Introduction
We do not have a designated SQL Server DBA for our Business Intelligence and Data Warehouse group in my company. So far the developers have done most of the DBA work and we are functioning fine. That makes me wonder if we ever need a DBA.
So actually what does a DBA do? Brian Knight wrote an article "DBA Job Description: What type of DBA are you?" He said there were production DBAs and development DBAs. A Production DBA installs SQL server, installs and deploys databases, creates the backup plan, manages security and tunes the physical layer of the database. The development DBA creates logical and physical data models, creates DTS packages and installation scripts, writes stored procedures, and looks at execution plans to improve query performance.
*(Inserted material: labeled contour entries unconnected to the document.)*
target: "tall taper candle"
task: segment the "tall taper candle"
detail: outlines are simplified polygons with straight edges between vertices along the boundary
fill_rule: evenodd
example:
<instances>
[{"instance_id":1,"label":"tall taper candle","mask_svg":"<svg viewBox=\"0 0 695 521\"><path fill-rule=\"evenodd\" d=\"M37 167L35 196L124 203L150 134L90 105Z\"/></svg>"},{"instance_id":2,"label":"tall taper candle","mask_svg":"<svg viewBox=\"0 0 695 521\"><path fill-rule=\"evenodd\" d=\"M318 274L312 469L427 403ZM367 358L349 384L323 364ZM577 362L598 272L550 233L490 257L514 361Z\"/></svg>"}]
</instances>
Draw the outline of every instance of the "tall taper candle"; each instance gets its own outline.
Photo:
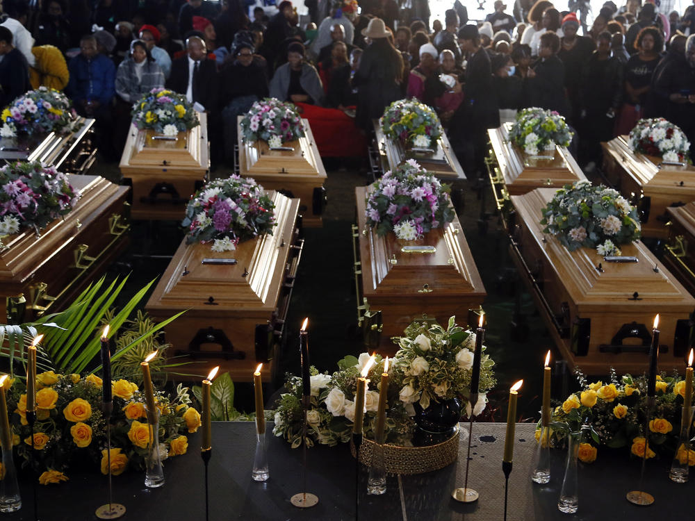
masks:
<instances>
[{"instance_id":1,"label":"tall taper candle","mask_svg":"<svg viewBox=\"0 0 695 521\"><path fill-rule=\"evenodd\" d=\"M101 333L101 401L108 404L113 400L111 389L111 352L108 348L108 326Z\"/></svg>"},{"instance_id":2,"label":"tall taper candle","mask_svg":"<svg viewBox=\"0 0 695 521\"><path fill-rule=\"evenodd\" d=\"M256 432L259 434L265 434L265 416L263 412L263 381L261 379L261 367L263 367L263 364L259 363L254 372L254 392L256 397Z\"/></svg>"},{"instance_id":3,"label":"tall taper candle","mask_svg":"<svg viewBox=\"0 0 695 521\"><path fill-rule=\"evenodd\" d=\"M300 356L302 362L302 394L304 396L311 395L311 377L309 372L309 318L305 318L300 330Z\"/></svg>"},{"instance_id":4,"label":"tall taper candle","mask_svg":"<svg viewBox=\"0 0 695 521\"><path fill-rule=\"evenodd\" d=\"M386 402L389 392L389 357L384 361L384 372L382 373L382 386L379 390L379 408L377 409L377 429L374 436L377 443L384 443L384 425L386 420Z\"/></svg>"},{"instance_id":5,"label":"tall taper candle","mask_svg":"<svg viewBox=\"0 0 695 521\"><path fill-rule=\"evenodd\" d=\"M550 352L546 355L543 367L543 407L541 409L541 425L547 427L550 422Z\"/></svg>"},{"instance_id":6,"label":"tall taper candle","mask_svg":"<svg viewBox=\"0 0 695 521\"><path fill-rule=\"evenodd\" d=\"M656 370L659 363L659 315L654 318L652 329L652 345L649 349L649 378L647 381L647 396L656 396Z\"/></svg>"},{"instance_id":7,"label":"tall taper candle","mask_svg":"<svg viewBox=\"0 0 695 521\"><path fill-rule=\"evenodd\" d=\"M516 397L517 391L523 383L519 380L509 389L509 405L507 409L507 435L505 436L505 456L502 461L511 463L514 456L514 431L516 428Z\"/></svg>"}]
</instances>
He also mentioned there was a new type DBA called Hybrid DBA who performs both production and development DBA work together.
Then is there any difference between a production DBA, development DBA and a data warehouse DBA. What kind of activities is a data warehouse DBA suppose to do? I'd like to give my view of what this type of DBA needs to do.
Data Warehouse DBA
First of all a data warehouse DBA has to understand OLAP architecture design, data warehouse data models, star schema concepts, source data and the ERP system. If the company has a data architect, the data architect would design the data warehouse, data mart tables and the views and the DBA would implement the structure and perform the administration of the system.
The data warehouse DBA is also a production DBA - monitoring the system performance, develop and implement archiving, backup and recovery strategies for the data warehouse, planning storage capacity for scalable database growth.
One of the most important tasks of the data warehouse is the ETL processing. It is either built by in house developers or could use vendor ETL tools. The DBA should have detailed knowledge of how data is loaded into the data warehouse, supports the BI developers to develop and enhance the processes, helps out to test and implements the ETL stored procedures, triggers and views, etc. Another duty is monitored the ETL jobs, automates error handling and optimizes the process for better performance.
The data warehouse is different from the transactional systems. In the transactional systems, the system availability and the response time is critical. However the data warehouse is an ever-growing decision support environment, which contains multiple integrated and reconciled databases for multiple usages. The stability of the data warehouse is very important to the users. The data warehouse usually is opened for read only transactions by the users, but the users may write long, complex queries or transactions to get the data. The DBA may have to understand how the end users access the data and build indexes in certain tables specifically for those long queries.
Since the data warehouse is a decision making system and contains the company's historical data, the data quality is very important. The company depends on it to make future decisions. Since the data comes from the transaction system or external data, if the data in the transaction system or the external system is wrong, it would affect the data warehouse data. An audit process should be used to validate data against external sources and monitor data warehouse quality. Sometimes the DBA may need to work with the developers for any troubleshooting problems and issues, to ensure reliable data availability in the data warehouse.
Most companies also have BI analysis tools and reporting tools to generate reports from the data warehouse. The DBA should be familiar with those tools and have a fully understanding how the tools access the data warehouse data.
Conclusion
A data warehouse DBA performs both production and application DBA work, plus is required to know the company business, the data warehouse architecture and be an expert in the SQL language. Also the job requires excellent communication skills since the DBA has to talk to the data architect, ETL developers and reporting developers. A data warehouse DBA definitely is a team player and has excellent problem solving skills.
No matter if you are a production DBA, an application DBA or a data warehouse DBA, you are responsible for one the biggest assets of the company - the data. A good DBA does not just sit at the desk and get the job done. A good DBA should have a self-motivated attitude, a passion to improve to do a better job and minimize mistakes. Also since the technology world is moving so fast; SQL Server 2005 now includes a BI development studio. So the data warehouse DBA needs to learn .NET programming, how the CLR is used for stored procedure, and how to manage XML communications.